4.28               No new legislation is required to implement the obligations that will be imposed on Australia by the proposed treaty action.  Australia is able to fulfil its obligations under the Convention under existing legislation, specifically, section 23 of the International Tax Agreements Act 1953 in respect of exchange of tax information.  Similarly, Division 263 of Schedule 1 to the Taxation Administration Act 1953 applies to any agreement in force between Australia and a foreign country that contains an article relating to assistance in collection of foreign tax debts.[27]

4.29               No action is required by the States or Territories.  There will be no change to the existing roles of the Commonwealth, or the States and Territories, in tax matters as a consequence of implementing the Convention.[28]

Relationship with TIEAs

4.30               As part of its efforts to combat tax evasion and encourage international transparency on taxation issues, Australia has signed thirty-three tax information exchange agreements (TIEAs).[29]

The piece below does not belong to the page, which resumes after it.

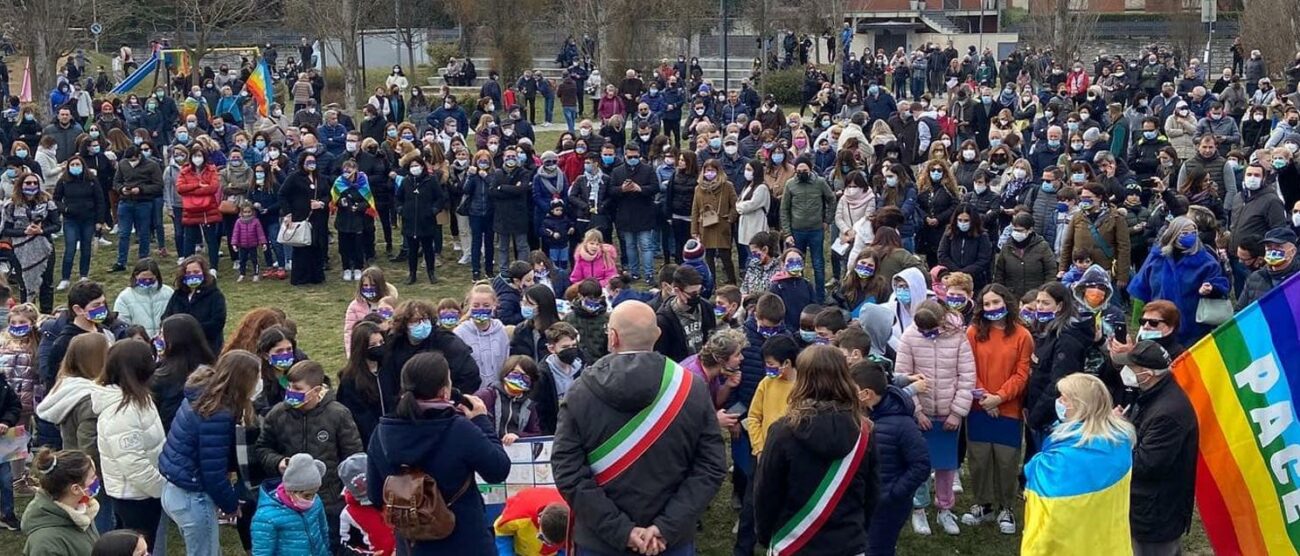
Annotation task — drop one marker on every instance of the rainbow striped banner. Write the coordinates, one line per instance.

4.31               Although this Convention is open to all countries to sign,[30] most of the countries who have signed the TIEAs are not party to this Convention.[31]  However, the exchange-of-information standards in both the TIEAs and the Convention are very similar.  In practical terms, it makes very little difference which agreement is utilised.  Both are used and they can operate in parallel.[32]

4.32               Along with the TIEAs, this Convention represents an additional legal basis for exchanging taxpayer information and for providing other forms of assistance.  The most suitable is chosen depending on the circumstances.[33]

Costs

4.33               As the Convention is intended to reduce international fiscal evasion by Australian taxpayers, the proposal is expected to increase taxpayer compliance and therefore tax revenue.[34]

4.34               There would be a small, unquantifiable cost in dealing with incoming requests for assistance from other countries.  However, these costs are expected to be minimal and will continue to be managed within existing agency resources.[35]

4.35               Article 26 of the Convention sets out that, unless otherwise agreed bilaterally by the Parties concerned, ordinary costs incurred in providing assistance will be borne by the requested Party.  Extraordinary costs incurred in providing assistance will be borne by the applicant Party.[36]  There are no other foreseeable financial costs to Australia for compliance with the proposed treaty action.[37]

Conclusion

4.36               The Committee agrees that the Convention will complement Australia’s network of comprehensive tax treaties and TIEAs by providing an additional tool for detecting and preventing tax evasion as well as recovering outstanding tax debts.

4.37               The Committee supports agreements such as this one as it helps Australia protect its revenue base by providing a legal framework through which the Australian authorities can seek such administrative assistance from the revenue authorities of other countries.  Improving the integrity of the tax system by discouraging tax avoidance by individuals and other entities is a desirable goal and the Committee supports binding action on this agreement.

 

 

Recommendation 3

  The Committee supports the Convention on Mutual Administrative Assistance in Tax Matters, done at Strasbourg on 25 January 1988 (Text amended by the provisions of the Protocol amending the Convention on Mutual Administrative Assistance in Tax Matters, which entered into force on 1 June 2011) and recommends that binding treaty action be taken.